Since Helm with appgw.shared=true and the default prohibit-all-targets blocks AGIC from applying any config.

Broaden AGIC permissions with:

1. Create a new AzureIngressProhibitedTarget with your specific setup:

   cat <<EOF | kubectl apply -f -
   apiVersion: "appgw.ingress.k8s.io/v1"
   kind: AzureIngressProhibitedTarget
   metadata:
     name: your-custom-prohibitions
   spec:
     hostname: your.own-hostname.com
   EOF
   

NOTE: To prohibit AGIC from making changes, in addition to hostname, a list of URL paths can also be configured as part of your prohibited policy, please refer to the schema for details.

1. Only after you have created your own custom prohibition, you can delete the default one, which is too broad:

   kubectl delete AzureIngressProhibitedTarget prohibit-all-targets
   

Enable for an existing AGIC installation

Let's assume that we already have a working AKS, App Gateway, and configured AGIC in our cluster. We have an Ingress for prod.contosor.com and are successfully serving traffic for it from AKS. We want to add staging.contoso.com to our existing App Gateway, but need to host it on a VM. We are going to re-use the existing App Gateway and manually configure a listener and backend pools for staging.contoso.com. But manually tweaking App Gateway config (via portal, ARM APIs or Terraform) would conflict with AGIC's assumptions of full ownership. Shortly after we apply changes, AGIC will overwrite or delete them.

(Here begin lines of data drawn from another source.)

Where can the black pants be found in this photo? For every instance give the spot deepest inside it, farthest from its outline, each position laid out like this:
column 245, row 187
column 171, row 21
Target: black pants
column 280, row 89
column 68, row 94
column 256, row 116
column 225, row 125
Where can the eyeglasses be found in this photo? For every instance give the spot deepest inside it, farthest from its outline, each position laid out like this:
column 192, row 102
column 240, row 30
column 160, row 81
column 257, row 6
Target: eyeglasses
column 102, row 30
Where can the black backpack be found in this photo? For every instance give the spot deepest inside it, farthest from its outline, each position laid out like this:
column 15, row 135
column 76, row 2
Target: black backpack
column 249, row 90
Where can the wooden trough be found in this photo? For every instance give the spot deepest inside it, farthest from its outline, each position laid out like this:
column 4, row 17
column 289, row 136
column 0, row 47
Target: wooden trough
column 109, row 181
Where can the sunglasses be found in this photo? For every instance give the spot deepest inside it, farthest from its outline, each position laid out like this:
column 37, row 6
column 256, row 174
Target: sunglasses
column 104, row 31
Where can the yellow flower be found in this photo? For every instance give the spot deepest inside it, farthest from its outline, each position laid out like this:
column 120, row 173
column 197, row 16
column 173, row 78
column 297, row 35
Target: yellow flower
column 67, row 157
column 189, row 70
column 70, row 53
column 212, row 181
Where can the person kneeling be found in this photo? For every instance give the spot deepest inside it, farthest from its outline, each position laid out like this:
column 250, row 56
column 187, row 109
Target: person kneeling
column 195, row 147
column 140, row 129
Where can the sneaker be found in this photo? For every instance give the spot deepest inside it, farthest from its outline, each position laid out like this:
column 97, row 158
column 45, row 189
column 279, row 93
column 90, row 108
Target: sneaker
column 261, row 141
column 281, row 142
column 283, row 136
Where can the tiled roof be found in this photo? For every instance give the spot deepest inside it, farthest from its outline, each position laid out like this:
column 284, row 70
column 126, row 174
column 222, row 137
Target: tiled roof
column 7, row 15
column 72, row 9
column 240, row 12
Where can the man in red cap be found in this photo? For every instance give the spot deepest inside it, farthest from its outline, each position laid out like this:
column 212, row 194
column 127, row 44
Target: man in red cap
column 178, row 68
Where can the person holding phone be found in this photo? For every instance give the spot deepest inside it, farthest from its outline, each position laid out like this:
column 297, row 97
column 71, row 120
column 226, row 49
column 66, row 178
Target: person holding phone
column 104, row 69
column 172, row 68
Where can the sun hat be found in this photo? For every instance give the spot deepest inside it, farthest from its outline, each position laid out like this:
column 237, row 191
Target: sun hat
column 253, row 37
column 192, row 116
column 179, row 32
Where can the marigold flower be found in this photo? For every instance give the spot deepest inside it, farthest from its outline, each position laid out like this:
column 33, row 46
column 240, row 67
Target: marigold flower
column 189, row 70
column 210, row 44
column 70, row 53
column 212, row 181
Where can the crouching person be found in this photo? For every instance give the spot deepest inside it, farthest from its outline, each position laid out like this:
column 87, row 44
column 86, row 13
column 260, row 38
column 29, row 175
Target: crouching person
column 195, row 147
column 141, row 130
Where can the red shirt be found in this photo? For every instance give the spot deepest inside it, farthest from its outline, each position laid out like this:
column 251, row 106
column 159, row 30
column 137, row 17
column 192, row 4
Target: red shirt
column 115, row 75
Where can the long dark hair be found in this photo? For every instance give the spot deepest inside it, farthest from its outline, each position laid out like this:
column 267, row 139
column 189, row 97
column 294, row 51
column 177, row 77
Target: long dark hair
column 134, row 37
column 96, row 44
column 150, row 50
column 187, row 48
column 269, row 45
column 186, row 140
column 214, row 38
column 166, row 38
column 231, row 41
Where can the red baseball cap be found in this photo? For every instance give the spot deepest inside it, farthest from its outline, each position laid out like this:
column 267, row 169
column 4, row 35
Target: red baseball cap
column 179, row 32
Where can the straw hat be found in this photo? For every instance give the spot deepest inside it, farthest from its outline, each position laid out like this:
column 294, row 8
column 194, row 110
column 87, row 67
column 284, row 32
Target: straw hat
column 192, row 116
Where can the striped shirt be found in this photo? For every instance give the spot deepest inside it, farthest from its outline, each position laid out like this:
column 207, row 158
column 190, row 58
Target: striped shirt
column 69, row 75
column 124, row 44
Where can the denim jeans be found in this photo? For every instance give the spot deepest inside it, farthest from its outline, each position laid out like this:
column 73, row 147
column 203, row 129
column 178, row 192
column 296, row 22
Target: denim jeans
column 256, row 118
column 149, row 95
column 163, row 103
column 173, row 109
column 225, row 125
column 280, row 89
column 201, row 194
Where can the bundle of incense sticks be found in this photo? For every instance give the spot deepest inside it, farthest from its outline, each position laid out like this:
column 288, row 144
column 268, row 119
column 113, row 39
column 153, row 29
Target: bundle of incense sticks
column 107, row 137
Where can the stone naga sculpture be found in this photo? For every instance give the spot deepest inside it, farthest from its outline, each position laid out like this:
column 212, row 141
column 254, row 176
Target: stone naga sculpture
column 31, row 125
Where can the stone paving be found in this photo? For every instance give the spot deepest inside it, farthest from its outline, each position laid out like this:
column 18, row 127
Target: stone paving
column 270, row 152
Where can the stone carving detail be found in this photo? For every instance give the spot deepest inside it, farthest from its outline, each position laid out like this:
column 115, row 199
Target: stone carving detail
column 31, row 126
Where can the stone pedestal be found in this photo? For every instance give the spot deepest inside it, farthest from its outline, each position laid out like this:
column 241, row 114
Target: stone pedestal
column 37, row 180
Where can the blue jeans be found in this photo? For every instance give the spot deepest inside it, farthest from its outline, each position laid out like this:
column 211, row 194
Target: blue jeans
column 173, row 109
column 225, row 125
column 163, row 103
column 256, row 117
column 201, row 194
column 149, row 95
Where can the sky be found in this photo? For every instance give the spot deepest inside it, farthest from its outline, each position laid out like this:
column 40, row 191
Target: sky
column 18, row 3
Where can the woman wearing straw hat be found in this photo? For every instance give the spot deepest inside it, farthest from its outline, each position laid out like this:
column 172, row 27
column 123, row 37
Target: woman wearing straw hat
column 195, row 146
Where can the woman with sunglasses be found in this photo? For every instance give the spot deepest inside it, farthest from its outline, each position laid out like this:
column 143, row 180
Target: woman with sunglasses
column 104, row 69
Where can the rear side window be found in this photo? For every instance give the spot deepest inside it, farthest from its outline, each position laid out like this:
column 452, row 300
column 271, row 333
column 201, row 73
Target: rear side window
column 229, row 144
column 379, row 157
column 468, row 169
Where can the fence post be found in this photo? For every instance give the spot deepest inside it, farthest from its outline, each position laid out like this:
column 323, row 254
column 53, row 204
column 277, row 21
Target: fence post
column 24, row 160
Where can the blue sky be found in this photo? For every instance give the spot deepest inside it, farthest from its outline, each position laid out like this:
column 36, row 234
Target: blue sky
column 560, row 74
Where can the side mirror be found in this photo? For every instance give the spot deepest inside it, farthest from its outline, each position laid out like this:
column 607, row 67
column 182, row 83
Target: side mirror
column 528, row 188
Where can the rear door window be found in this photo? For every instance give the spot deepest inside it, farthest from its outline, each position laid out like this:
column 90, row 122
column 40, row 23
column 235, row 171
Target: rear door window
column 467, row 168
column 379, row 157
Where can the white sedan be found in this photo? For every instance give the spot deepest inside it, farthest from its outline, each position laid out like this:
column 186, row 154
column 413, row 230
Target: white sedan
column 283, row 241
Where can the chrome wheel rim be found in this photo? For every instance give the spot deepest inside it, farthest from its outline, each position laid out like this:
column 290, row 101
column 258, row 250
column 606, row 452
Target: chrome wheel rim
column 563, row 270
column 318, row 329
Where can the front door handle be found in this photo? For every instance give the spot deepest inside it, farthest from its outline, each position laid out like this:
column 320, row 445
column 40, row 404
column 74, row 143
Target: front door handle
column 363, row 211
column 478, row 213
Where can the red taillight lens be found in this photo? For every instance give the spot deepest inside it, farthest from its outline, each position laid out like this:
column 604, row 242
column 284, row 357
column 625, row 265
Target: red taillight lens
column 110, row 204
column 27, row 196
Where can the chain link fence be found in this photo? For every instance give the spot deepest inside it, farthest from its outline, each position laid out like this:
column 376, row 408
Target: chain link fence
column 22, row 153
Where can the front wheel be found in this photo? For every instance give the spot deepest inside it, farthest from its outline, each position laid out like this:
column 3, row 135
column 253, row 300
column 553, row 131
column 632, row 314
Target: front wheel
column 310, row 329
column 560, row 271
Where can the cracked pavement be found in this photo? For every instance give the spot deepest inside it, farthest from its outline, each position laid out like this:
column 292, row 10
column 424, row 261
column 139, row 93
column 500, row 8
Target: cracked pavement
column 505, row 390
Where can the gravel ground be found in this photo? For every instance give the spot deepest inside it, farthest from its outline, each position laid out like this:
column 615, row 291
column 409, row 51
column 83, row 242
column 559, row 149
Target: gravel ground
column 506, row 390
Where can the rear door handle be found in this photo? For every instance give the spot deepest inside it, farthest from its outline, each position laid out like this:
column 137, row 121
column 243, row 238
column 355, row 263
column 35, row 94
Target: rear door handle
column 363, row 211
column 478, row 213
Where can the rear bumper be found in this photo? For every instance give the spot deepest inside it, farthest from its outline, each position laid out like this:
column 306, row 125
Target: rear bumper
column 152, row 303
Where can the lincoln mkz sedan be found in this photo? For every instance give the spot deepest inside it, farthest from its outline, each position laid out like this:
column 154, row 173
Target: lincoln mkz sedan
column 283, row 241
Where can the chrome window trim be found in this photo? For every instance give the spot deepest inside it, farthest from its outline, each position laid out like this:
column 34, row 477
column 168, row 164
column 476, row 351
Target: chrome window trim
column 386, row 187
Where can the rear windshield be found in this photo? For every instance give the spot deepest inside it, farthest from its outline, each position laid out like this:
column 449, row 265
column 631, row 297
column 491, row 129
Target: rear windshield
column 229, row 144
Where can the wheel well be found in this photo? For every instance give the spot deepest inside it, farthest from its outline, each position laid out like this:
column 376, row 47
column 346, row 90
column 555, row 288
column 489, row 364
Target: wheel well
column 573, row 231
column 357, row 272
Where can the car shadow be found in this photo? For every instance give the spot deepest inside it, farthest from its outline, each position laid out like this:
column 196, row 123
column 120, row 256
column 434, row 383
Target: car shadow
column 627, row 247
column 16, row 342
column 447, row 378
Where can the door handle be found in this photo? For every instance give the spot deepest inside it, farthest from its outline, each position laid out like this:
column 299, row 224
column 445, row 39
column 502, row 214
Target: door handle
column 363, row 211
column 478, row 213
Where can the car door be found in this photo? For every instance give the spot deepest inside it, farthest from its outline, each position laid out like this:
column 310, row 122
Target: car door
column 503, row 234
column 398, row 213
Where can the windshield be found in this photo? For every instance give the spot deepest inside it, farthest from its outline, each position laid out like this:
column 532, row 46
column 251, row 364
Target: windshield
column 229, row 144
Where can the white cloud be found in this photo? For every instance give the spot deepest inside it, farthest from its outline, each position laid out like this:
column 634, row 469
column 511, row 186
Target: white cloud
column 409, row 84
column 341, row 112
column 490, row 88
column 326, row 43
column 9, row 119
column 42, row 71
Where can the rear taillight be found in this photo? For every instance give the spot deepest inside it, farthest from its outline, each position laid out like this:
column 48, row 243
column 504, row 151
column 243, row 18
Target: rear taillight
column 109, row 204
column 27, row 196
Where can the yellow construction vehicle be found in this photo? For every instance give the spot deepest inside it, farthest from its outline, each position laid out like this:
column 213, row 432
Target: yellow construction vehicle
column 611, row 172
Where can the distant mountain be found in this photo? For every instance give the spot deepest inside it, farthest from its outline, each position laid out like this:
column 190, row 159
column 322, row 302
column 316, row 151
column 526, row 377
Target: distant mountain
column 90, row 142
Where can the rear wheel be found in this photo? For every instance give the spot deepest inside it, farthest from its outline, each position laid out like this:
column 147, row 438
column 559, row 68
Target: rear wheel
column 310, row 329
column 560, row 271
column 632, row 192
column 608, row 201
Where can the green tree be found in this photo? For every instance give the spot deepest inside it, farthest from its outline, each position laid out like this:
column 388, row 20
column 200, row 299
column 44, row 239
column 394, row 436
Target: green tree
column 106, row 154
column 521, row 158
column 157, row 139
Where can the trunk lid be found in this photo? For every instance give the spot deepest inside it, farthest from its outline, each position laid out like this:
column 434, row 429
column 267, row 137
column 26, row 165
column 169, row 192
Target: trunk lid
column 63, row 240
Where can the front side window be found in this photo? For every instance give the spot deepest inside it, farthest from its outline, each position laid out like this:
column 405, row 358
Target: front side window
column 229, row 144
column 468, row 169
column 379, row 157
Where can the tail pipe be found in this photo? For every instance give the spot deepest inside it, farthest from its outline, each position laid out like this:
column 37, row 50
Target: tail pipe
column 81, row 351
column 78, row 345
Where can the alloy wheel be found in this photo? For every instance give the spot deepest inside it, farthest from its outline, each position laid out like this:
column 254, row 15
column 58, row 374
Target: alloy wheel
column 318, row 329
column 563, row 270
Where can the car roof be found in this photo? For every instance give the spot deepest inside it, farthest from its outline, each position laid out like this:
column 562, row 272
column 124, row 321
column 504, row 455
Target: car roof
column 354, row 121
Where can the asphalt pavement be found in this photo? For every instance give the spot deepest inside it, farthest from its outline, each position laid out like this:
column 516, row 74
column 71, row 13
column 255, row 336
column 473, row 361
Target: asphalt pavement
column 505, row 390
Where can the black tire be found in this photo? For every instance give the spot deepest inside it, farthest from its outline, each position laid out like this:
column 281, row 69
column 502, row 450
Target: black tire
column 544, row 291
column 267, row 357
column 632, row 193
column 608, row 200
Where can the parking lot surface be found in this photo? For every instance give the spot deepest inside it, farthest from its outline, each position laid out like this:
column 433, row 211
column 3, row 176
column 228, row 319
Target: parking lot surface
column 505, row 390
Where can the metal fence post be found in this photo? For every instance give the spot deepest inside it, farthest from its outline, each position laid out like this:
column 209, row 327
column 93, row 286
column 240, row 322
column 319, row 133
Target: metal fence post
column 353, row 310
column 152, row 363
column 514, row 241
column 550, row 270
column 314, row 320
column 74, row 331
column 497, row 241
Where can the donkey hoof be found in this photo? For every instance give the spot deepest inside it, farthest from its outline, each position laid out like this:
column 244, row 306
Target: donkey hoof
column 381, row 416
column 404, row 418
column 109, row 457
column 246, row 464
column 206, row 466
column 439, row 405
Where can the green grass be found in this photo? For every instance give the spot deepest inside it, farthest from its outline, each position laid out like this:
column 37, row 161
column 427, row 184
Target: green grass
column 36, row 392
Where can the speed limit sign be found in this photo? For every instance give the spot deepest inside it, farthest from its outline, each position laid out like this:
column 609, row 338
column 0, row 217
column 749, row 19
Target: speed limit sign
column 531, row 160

We can prohibit AGIC from making changes to a subset of configuration.

1. Create an AzureIngressProhibitedTarget object:

   cat <<EOF | kubectl apply -f -
   apiVersion: "appgw.ingress.k8s.io/v1"
   kind: AzureIngressProhibitedTarget
   metadata:
     name: manually-configured-staging-environment
   spec:
     hostname: staging.contoso.com
   EOF
   

2. View the newly created object:

   kubectl get AzureIngressProhibitedTargets
   

3. Modify App Gateway config via portal - add listeners, routing rules, backends etc. The new object we created (manually-configured-staging-environment) will prohibit AGIC from overwriting App Gateway configuration related to staging.contoso.com.